Both Justin Bibbins and Tyler Rawson admitted being slightly apprehensive in the moment, but they were able to make their confessions with smiles on their faces in the aftermath of a win.
Bibbins’ high-arching alley-oop pass sailed into the hands of a leaping Rawson as if the two seniors were in the middle of a science-fiction-inspired mind meld. Rawson finished with a loud dunk and put an emphatic exclamation point on the Utes’ performance.
That play came with 3:01 remaining, but it gave the Utes an 18-point lead and just as well could have served as the final buzzer. The Utes cruised in those final minutes to an 82-69 win over Washington State, their second win of the week in the Jon M. Huntsman Center as they climbed back .500 in Pac-12 Conference play.

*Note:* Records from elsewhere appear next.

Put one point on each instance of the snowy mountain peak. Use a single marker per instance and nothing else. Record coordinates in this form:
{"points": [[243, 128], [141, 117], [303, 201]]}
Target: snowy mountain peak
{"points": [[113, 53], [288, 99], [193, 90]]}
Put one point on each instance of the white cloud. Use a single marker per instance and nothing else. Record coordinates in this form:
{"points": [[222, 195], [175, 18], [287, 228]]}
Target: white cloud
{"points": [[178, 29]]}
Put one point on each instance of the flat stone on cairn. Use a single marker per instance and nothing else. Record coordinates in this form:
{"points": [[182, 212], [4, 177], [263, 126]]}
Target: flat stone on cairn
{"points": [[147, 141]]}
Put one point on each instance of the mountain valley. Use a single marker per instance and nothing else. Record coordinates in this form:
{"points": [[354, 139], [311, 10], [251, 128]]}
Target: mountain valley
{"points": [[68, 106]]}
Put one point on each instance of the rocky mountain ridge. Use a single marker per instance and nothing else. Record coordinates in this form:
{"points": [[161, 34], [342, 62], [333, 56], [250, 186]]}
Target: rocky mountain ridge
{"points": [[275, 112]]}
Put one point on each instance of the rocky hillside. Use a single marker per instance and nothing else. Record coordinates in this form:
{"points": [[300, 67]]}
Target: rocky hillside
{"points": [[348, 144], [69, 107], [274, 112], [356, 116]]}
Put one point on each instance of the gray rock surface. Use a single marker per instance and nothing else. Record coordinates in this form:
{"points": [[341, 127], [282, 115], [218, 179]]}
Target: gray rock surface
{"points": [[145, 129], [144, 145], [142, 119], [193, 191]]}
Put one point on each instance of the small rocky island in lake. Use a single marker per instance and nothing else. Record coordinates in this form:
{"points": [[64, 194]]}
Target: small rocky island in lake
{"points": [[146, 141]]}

“I actually just watched it,” Bibbins said. “During the game I thought I threw it too high. I didn’t think he had that bounce in him, but I’m happy he finished it and it wasn’t my turnover.”

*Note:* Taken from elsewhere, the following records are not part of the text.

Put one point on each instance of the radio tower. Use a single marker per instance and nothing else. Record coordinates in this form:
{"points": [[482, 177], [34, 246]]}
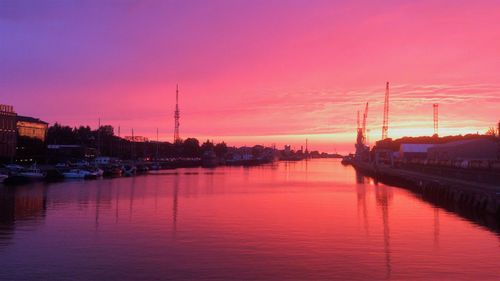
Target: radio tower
{"points": [[177, 115], [436, 121], [385, 125]]}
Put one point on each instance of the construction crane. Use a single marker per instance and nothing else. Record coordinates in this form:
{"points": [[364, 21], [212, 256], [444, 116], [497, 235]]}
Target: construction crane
{"points": [[385, 124]]}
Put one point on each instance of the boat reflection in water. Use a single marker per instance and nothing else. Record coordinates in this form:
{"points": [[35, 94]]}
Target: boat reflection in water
{"points": [[307, 220]]}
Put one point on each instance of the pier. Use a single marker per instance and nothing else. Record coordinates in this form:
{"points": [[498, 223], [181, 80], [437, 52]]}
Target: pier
{"points": [[478, 196]]}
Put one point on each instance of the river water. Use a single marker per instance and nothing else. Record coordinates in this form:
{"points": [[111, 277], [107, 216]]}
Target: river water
{"points": [[314, 220]]}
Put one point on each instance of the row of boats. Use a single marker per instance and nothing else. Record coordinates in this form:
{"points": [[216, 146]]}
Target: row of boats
{"points": [[15, 173]]}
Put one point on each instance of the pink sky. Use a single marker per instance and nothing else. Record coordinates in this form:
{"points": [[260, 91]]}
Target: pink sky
{"points": [[254, 71]]}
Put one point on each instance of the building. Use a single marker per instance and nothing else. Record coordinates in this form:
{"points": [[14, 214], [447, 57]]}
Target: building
{"points": [[409, 151], [8, 137], [32, 127], [476, 149], [136, 138]]}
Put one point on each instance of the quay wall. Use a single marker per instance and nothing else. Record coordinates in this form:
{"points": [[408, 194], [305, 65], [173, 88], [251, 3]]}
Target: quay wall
{"points": [[473, 195]]}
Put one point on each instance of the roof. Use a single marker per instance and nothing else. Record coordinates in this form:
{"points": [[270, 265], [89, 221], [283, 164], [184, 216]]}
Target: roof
{"points": [[30, 119], [463, 142], [415, 147]]}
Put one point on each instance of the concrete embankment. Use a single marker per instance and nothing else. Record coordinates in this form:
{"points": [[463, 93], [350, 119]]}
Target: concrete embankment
{"points": [[477, 196]]}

Rawson scored a game-high 22 points on 8-of-10 shooting, including 6-of-7 on 3-pointers, while Bibbins added 13 points and a season-high 12 assists as he recorded his second consecutive double-double. Senior forward Gabe Bealer scored 15 points off the bench and knocked down a trio of 3-pointers, while junior guard Sedrick Barefield scored 14 points and dished out three assists.
Rawson quipped of Bibbins’ alley-oop pass, “I thought it was high too [laughing]. Never doubt yourself, I guess.”
The Utes (12-7, 4-4), having snapped a four-game losing streak with Thursday’s win over Washington, led for 38 minutes and 38 seconds of the game. They extended their win streak against the Cougars (9-10, 1-6) to eight straight, and 16 in a row in Salt Lake City.
The 13-point margin of victory also marked the largest this season for the Utes since the start of conference play. It comes just as the Utes get ready to start seeing conference opponents for the second time around with games at Arizona State and Arizona this coming week.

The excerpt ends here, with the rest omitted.